Mechanics - mass on a circular ramp

[dusty8683]

the problem we got in class was that an object of mass m was sliding down a quarter-circle ramp (or "quarter pipe) that had a radius a, and a coefficient of kinetic friction "mu". if the mass began down the ramp from rest and continued to the bottom, what would it's final velocity be?

i had no idea how to solve it by the time the teacher worked it out on the board. she simplified it converting it to a flat ramp at an angle of 45 deg above the horizontal. i understand more than well how to work problems of that sort... but how would you go about it the "correct" way??

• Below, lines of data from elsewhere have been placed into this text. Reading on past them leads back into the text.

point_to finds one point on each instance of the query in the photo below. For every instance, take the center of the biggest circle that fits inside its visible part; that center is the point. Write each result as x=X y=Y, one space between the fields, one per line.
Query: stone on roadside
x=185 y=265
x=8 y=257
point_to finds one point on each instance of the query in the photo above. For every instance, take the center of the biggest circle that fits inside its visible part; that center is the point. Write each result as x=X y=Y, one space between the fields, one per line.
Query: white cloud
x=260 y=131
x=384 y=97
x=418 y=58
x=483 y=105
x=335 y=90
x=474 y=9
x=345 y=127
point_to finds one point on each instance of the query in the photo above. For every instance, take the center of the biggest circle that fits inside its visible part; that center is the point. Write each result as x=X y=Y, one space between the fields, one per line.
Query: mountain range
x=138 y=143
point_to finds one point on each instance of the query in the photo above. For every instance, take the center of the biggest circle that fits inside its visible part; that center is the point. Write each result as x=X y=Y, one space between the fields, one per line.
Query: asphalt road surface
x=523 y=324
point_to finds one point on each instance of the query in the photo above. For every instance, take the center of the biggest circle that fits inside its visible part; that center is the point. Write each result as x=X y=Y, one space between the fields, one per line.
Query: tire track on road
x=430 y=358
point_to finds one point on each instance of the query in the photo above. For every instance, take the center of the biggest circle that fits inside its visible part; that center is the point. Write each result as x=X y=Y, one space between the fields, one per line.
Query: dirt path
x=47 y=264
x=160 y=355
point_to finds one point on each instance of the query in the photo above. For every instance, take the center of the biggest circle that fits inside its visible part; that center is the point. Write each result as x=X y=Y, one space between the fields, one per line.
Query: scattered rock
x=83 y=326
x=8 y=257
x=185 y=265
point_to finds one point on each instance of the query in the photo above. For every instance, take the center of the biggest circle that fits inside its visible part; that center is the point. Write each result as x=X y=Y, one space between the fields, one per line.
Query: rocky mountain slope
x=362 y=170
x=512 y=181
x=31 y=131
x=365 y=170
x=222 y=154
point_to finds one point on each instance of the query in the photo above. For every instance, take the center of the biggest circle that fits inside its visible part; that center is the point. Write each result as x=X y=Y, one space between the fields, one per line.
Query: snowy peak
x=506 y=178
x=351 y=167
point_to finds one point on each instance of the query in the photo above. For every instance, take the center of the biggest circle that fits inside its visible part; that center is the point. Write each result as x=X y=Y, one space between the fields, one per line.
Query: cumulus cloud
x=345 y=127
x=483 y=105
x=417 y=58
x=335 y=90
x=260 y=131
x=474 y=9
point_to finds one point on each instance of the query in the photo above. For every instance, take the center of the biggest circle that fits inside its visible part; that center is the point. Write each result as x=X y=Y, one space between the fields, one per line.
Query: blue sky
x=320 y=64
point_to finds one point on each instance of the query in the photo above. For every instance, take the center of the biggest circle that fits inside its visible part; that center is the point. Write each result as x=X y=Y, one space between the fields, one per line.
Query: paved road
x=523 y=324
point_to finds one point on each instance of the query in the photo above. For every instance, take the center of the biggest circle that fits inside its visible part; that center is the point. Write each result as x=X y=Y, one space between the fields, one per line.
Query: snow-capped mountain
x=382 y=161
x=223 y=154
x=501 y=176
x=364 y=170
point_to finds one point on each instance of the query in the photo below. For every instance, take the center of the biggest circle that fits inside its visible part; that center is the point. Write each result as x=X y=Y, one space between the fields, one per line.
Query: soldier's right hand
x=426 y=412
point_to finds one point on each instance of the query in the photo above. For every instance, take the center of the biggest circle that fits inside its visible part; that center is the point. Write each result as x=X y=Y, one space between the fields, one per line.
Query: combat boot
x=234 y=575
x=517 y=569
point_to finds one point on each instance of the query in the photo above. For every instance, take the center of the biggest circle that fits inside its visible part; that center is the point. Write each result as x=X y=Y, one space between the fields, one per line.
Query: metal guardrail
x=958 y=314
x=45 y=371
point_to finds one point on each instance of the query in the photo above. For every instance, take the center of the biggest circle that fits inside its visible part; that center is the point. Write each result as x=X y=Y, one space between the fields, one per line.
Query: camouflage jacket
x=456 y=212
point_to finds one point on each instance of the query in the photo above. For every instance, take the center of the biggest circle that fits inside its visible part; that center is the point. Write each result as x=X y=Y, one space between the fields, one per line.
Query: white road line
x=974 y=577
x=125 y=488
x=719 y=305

i've tried integrating the normal force of m*g*cos("theta") WRT theta from "pi" to 3*"pi"/2... which obviously didn't work. I've also tried calculating the unit normal vector of the line r("theta")=a*cos("theta")i+a*sin("theta")j and ("pi" <= "theta" <= 3*"pi"/2) and using that with the normal force which also didn't work.

i don't need this answer for class... i just don't like only knowing how to figure this out the "simplified" way. if you could explain how to do figure this out, i'd appreciate it. thanks.

 

[mukundpa]

Consider the poaition where line joining m to the center of the circular path makes an angle $$\theta$$ with the horizontal. Tengential acceleration of m at this position will be g$$(cos \theta - \mu sin \theta ).$$
Now if the small tengential displacement is dl = R $$d \theta$$ then we can write

$$a = v \frac {dv}{dl} = g(cos \theta - \mu sin \theta ).$$
gives

$$v dv = g(cos \theta - \mu sin \theta ).R d \theta$$

Integrate this for 0 to pi/2

 

[mukundpa]

If we write

$$a = v \frac {dv}{dl} = g(cos \theta - \mu sin \theta ).$$

as

$$v dv = g(cos \theta - \mu sin \theta ). dl$$

then

$$cos \theta dl = dy$$ and $$sin \theta dl = dx$$

Integrate this for any arbitrary curved path, x = 0 to d and y = 0 to h, I think, you will get a wonderful result.

Just try !